ICE’s Exploration of Onchain Perpetual Futures
Jeffrey Sprecher, the CEO of Intercontinental Exchange (ICE), is seeking to ensure equal regulatory treatment as the company explores the expanding onchain perpetual futures market. During a Bernstein conference held on May 27, Sprecher revealed that ICE is actively engaging with regulators to discuss blockchain-based perpetual futures and is maintaining discussions with the Hyperliquid team to better grasp the rapidly evolving landscape.
Regulatory Engagement and Market Risks
These remarks were made shortly after a report from Bloomberg indicated that both ICE and CME Group had consulted with officials on Capitol Hill regarding potential risks associated with Hyperliquid’s operations, especially concerning its impact on global oil trading. Sprecher clarified that these discussions were not an attempt to single out Hyperliquid; rather, they were part of ICE’s broader initiative to ascertain whether current regulations support the introduction of similar products in the market.
“Our inquiry to regulators is straightforward: ‘Is this permissible?’ We want to understand why we might be restricted from exploring these opportunities when they are already being pursued by others. We are advocating for a fair playing field,” Sprecher explained.
Collaboration Over Competition
Rather than perceive onchain platforms as rivals, Sprecher indicated that ICE’s approach has been one of collaboration, emphasizing their efforts to understand decentralized perpetual markets while equipping crypto-native firms with knowledge about traditional derivatives markets.
“We are engaged in discussions without alarm; we’re eager to learn from these conversations,” he noted.
Market Trends and Partnerships
The interest from ICE in this sector comes amid an increase in trading volume for blockchain-based perpetual futures, which many traders prefer for their consistent access to the markets. Recently, analysts from JPMorgan observed that activity on Hyperliquid has surged, particularly from traders outside the crypto sphere who utilize its 24-hour trading capabilities to gain oil exposure beyond regular exchange hours.
Sprecher highlighted the current geopolitical tensions in the Middle East, which have spurred a heightened interest in weekend trading as significant events often unfold when traditional markets are closed.

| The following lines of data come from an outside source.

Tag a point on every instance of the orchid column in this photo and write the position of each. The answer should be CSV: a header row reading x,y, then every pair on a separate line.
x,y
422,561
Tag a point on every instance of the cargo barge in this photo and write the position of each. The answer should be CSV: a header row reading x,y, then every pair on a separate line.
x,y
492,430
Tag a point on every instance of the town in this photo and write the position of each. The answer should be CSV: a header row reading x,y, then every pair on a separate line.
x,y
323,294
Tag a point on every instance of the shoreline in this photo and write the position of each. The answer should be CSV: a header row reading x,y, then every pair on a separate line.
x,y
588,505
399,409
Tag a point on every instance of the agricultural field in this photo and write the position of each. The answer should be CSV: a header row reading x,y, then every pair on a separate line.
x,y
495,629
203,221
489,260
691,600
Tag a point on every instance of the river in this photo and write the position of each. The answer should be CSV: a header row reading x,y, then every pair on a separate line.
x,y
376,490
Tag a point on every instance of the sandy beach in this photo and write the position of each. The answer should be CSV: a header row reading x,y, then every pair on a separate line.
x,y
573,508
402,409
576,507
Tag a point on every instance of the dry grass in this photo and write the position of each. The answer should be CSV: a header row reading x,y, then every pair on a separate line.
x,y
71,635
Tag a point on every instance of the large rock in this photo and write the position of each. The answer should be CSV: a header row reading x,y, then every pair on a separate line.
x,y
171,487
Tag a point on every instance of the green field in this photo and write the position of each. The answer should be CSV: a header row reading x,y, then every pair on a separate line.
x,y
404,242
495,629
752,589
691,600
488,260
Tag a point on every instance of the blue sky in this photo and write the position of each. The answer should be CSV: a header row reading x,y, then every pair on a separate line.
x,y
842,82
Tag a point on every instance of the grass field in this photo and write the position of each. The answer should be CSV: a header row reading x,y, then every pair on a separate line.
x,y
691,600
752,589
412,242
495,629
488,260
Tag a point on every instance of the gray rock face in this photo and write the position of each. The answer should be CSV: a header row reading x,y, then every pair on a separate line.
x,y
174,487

In addition, ICE is fostering partnerships with crypto firms. Just last week, ICE announced a collaboration with OKX to introduce oil perpetual contracts tied to ICE Brent Crude and WTI Crude benchmarks. Furthermore, ICE has made a significant investment in OKX, which is valued at $25 billion, and gained representation on its board of directors. ICE has also supported the prediction market platform Polymarket with a $600 million investment reported in March.
Future Regulatory Landscape
Looking to the future, Sprecher anticipates that regulators will eventually need to define how blockchain-based perpetual futures can be integrated into existing financial frameworks. Policymakers might establish new regulations specifically for perpetual futures or potentially categorize them under existing swap regulations, such as the Dodd-Frank Act in the United States and EMIR regulations in Europe.
The Hyperliquid Policy Center, a U.S. advocacy entity backing the protocol, has claimed that continuous trading enhances market efficiency, facilitating uninterrupted price discovery. Moreover, Sprecher noted that the anticipated IPO of SpaceX on June 11 could serve as a practical examination of the influence that prices discovered through onchain markets have on conventional public listings.